Al Mac has applied this thinking to several BPCS programs, some that came from SSA, some from consultants, and some that we developed in-house.
Data Slicing Theory
This is a program modification to altered software design. The issue is identifying where it can improve performance sufficiently to justify the effort of doing so.
Most BPCS RPG programs, in Al Mac experience, are supplied by a Prompt Screen where the user supplied what criteria the user is interested in, such as facility, warehouse range, item range, customer range, many other factors, then the program either selects that stuff using OPNQRYF or launches a program that looks at an entire file, rejecting from consideration those that are not relevant to the selection criteria.
We can compare several programs that in theory are looking at similar data. How long do they take to run. We can send DSPLOG data to an *OUTFILE capturing when Batch jobs started and ended, to get typical statistics on how long they take to run, sorted by program name, or run time. If we have two or more programs that in theory ought to be looking at the same data, but have wildly different run times, then the ones that take longer are perhaps candidates for some kind of performance improvement.

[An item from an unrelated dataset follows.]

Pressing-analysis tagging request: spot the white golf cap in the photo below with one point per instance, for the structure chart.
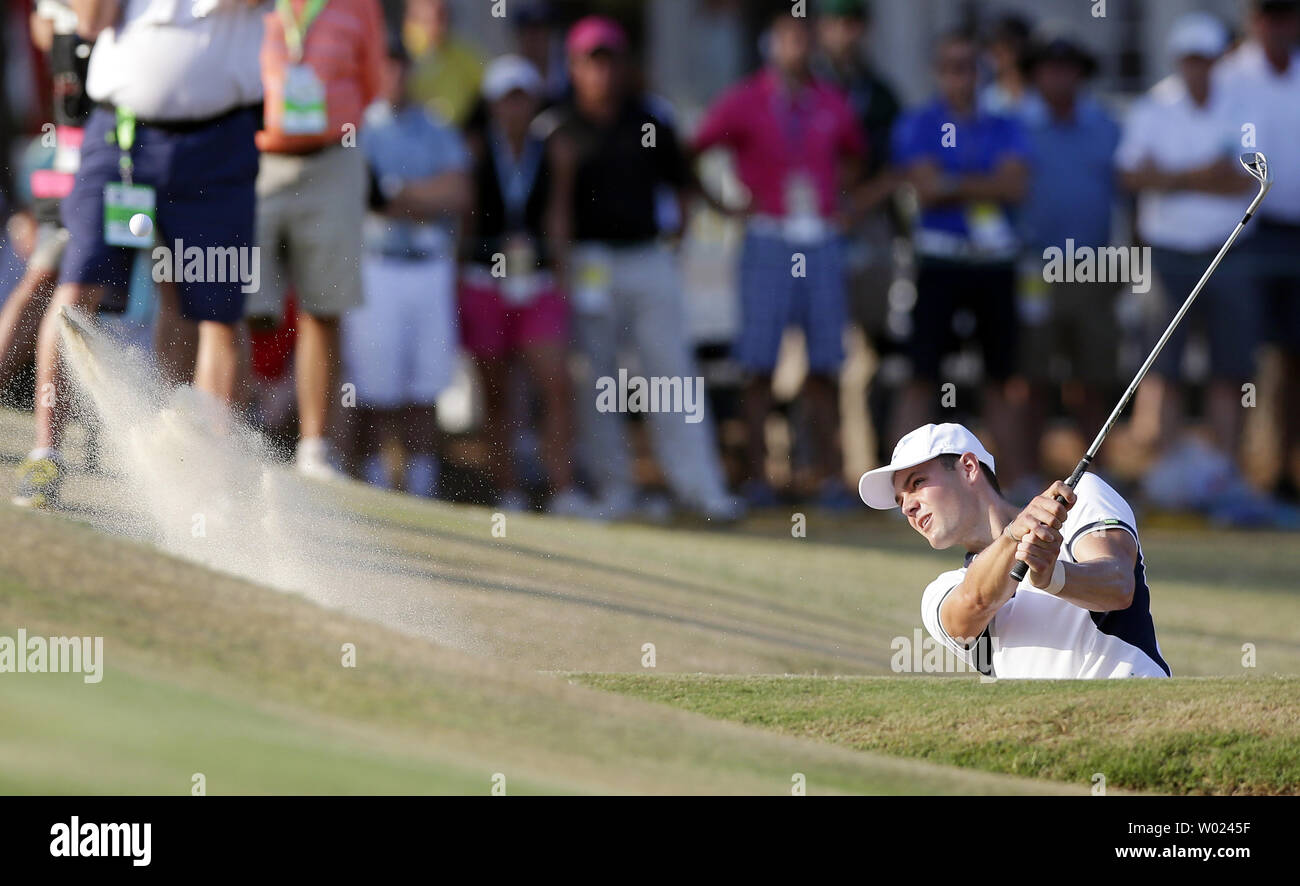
(1197, 34)
(510, 73)
(919, 446)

How much faster might a program execute if it did not look at records that are outside the criteria of the user Prompt Screen? How much of a drain can this reduce disk space access vs. all other 400 users?
If particular combinations are rarely to be repeated, consider creating a temporary logical on the fly, based on the Prompt Screen selection criteria.
INV260
This is a BPCS program that came from SSA. It lists inventory on-hand by item or by class for whole company or for a particular facility. There is no provision to exclude inactive items.
Before modification to apply the data slicing concept, this report typically ran to 10,000 pages or more. After data slicing it typically ran to no more than a few hundred pages.
Some managers were only interested in those items for which there was on-hand inventory, and there was a cost variance standard vs. actual.